Peristiwa perundungan yang kemudian viral ini terjadi pada Selasa (26/9/2023) siang, usai korban bersama pelaku selesai belajar. Namun pihak keluarga baru mengetahui setelah korban pulang dan menangis. Baju korban nampak kotor dan wajah nampak lebam seperti bekas terkena pukulan.
Salah satu kerabat korban, Cici Maryati sangat berharap agar pelaku mendapatkan hukuman paling berat.
“Kalau misalnya ada undang-undangnya, saya berharap bisa dihukum semaksimal mungkin,” katanya, Rabu (27/9/2023).
Keluarga korban perundungan, katanya sudah sangat geram dengan aksi pelaku. Karena aksi terhadap FF ini bukan yang pertama kali. Sebelumnya, sempat ada kejadian serupa pada Jumat (22/9/2023) dan Senin (25/9/2023).
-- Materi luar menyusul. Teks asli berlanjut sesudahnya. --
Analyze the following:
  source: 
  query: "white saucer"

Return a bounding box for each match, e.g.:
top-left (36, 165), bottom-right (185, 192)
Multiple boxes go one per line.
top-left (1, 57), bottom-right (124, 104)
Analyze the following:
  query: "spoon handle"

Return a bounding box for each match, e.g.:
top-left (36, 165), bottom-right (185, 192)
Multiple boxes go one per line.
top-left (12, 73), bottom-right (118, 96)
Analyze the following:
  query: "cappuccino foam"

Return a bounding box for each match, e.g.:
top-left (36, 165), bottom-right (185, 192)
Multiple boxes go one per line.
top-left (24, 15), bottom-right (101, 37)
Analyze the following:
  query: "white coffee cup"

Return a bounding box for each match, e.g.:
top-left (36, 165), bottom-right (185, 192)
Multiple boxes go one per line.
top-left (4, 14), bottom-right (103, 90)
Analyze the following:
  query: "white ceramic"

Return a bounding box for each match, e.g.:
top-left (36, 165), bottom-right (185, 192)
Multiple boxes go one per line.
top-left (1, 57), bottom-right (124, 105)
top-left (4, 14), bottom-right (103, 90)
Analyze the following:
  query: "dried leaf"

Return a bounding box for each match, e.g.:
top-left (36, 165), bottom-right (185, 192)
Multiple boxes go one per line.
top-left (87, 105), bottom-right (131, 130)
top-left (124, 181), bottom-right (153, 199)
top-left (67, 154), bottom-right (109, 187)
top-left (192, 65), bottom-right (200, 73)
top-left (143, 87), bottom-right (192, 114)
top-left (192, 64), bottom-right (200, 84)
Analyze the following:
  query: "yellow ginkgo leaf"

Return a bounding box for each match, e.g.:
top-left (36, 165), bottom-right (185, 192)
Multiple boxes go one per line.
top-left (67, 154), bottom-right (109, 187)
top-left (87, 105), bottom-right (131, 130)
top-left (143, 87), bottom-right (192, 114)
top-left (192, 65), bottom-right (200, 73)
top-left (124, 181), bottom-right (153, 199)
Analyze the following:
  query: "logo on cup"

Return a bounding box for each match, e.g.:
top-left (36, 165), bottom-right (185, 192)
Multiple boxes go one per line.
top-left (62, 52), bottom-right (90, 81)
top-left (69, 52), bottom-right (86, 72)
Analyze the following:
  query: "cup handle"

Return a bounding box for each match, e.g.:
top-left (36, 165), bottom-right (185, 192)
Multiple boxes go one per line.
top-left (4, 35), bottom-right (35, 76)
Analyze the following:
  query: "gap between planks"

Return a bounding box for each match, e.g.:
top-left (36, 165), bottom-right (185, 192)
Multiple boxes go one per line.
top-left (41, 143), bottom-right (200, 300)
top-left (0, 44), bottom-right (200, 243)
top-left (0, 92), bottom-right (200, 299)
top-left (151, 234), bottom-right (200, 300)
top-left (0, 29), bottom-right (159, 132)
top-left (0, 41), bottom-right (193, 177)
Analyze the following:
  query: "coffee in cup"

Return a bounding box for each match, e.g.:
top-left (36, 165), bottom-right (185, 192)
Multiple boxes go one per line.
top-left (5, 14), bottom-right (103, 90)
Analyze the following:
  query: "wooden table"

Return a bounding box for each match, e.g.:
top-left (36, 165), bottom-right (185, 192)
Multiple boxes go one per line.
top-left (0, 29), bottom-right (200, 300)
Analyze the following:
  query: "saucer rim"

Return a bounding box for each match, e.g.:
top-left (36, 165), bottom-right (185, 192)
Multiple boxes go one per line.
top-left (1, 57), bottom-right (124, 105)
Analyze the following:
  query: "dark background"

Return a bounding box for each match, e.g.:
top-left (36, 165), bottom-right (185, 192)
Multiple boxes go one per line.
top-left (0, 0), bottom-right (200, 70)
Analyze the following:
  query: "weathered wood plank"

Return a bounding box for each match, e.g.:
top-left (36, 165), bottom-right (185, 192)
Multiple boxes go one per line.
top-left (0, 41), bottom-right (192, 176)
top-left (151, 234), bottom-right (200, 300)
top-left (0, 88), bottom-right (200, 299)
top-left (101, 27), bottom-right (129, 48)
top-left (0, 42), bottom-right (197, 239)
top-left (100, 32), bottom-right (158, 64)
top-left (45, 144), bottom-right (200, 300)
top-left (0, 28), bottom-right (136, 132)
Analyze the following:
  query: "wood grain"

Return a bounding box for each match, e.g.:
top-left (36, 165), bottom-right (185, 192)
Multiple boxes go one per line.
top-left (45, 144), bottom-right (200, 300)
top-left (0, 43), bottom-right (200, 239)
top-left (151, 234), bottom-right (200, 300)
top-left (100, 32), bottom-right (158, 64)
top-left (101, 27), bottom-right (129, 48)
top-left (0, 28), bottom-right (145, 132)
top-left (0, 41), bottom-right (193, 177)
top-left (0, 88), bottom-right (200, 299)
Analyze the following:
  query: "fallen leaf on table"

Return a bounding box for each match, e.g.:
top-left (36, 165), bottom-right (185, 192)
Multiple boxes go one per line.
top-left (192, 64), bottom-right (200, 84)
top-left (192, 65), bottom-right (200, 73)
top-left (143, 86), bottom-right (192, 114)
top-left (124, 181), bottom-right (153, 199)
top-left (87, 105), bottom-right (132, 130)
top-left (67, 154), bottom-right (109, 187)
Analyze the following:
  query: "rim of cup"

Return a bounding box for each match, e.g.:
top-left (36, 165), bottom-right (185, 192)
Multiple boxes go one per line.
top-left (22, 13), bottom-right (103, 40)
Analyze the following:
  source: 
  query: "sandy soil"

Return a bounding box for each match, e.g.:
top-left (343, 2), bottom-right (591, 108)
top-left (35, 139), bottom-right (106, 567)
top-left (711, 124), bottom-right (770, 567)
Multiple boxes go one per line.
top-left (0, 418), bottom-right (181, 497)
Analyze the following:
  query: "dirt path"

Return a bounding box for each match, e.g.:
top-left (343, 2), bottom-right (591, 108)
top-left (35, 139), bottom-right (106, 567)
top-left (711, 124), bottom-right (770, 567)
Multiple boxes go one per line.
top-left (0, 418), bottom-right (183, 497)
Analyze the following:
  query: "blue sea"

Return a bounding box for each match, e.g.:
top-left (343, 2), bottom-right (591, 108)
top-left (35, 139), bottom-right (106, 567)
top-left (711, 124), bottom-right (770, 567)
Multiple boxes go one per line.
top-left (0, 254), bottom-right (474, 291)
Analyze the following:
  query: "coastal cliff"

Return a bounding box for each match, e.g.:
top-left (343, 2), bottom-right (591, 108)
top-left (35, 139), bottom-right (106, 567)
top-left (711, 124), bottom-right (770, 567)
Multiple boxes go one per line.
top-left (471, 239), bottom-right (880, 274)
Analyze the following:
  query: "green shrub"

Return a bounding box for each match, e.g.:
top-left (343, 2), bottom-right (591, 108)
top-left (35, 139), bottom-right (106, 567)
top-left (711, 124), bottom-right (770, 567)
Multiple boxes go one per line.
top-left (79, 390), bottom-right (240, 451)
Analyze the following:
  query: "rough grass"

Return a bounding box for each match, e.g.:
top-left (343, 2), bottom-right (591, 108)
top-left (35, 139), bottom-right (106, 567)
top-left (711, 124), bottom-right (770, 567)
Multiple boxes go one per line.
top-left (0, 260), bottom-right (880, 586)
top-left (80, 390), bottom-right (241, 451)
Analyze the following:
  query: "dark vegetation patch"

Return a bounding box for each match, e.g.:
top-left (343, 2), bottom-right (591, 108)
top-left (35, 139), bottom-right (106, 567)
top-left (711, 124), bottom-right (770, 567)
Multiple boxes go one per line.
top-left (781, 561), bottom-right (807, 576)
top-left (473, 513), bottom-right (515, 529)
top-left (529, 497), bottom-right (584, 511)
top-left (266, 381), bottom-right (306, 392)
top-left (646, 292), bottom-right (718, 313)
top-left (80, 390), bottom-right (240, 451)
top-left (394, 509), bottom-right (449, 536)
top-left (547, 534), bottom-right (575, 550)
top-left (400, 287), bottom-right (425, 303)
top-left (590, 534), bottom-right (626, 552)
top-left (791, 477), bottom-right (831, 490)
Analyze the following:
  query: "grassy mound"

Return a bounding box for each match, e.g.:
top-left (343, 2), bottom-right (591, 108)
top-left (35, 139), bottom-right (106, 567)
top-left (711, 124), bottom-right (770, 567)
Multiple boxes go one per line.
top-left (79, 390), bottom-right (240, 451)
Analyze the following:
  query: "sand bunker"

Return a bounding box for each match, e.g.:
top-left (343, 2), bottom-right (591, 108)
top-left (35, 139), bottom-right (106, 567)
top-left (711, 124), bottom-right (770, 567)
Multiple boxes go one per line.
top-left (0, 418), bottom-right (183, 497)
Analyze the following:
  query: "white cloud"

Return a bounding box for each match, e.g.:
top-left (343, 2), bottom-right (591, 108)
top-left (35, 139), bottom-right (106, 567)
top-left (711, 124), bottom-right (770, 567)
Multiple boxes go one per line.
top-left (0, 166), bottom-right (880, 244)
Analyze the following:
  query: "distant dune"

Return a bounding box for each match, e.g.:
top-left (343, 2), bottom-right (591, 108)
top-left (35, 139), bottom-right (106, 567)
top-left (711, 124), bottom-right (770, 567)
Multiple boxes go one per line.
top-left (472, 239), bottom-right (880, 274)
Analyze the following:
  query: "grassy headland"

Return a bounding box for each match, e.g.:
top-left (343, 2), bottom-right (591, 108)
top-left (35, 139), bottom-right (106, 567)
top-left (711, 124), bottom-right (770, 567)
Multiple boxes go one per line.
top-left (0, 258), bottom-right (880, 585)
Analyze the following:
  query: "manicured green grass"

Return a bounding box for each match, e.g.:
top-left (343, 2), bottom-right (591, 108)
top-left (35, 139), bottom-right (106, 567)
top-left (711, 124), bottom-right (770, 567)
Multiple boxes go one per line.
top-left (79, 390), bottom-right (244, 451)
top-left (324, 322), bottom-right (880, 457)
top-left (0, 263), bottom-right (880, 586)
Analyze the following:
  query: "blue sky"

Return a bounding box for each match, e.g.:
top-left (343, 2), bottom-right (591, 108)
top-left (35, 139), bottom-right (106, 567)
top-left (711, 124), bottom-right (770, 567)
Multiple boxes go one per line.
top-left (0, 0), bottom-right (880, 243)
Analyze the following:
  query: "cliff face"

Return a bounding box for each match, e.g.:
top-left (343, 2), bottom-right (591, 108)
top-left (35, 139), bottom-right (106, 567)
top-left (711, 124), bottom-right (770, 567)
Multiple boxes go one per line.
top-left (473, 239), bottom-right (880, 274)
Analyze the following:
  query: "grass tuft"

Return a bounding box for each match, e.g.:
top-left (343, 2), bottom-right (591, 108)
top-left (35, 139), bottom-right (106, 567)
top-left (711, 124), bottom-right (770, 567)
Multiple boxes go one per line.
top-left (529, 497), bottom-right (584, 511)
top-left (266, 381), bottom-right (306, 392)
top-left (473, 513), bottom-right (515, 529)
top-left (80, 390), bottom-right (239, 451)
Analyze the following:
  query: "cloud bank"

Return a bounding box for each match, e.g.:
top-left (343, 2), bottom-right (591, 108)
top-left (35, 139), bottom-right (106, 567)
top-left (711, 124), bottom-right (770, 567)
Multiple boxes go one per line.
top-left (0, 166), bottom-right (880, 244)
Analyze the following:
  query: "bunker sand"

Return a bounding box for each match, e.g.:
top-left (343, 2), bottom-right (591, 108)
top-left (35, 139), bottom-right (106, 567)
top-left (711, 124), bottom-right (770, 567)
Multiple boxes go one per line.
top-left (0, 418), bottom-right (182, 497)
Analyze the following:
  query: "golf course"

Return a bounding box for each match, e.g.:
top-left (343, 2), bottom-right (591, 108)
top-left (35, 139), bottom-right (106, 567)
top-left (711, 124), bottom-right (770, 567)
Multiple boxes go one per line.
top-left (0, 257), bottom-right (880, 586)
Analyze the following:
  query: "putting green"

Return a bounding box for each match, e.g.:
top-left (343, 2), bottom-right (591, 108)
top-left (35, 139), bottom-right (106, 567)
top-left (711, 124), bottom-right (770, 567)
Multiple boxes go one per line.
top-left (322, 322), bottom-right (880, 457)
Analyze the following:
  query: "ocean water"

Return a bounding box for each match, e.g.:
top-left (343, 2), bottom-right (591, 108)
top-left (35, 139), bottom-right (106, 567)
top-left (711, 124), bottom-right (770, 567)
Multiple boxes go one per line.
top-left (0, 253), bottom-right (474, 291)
“Ini bukan kejadian yang pertama kalinya. Anak ini emang sering berulah,” kata dia.
Dia menjelaskan, saat ini FF mulai merasakan rasa sakit di punggung, perut dan dada. Kemungkinan besar rasa sakit ini muncul akibat penganiaayan yang dia alami pada Selasa siang tersebut. Selain itu, korban juga masih mengeluhkan rasa pusing.
“Pusing-pusing dari hari pertama. Dan tadi pagi, mulai terasa sakit di punggung, perut dan dada,” katanya.
Keluarga korban perundungan ini juga sangat terkejut saat pertama kali melihat video penganiayaan. Bahkan ibu korban sempat tidak sadarkan diri.
“Ibu sempat tidak sadarkan diri (setelah melihat video). Dari situ, suami saya langsung putuskan untuk lapor. Anak ini sudah kita urus, sudah visum dan ada barang bukti yang nyebar ke mana-mana,” katanya memastikan. (*)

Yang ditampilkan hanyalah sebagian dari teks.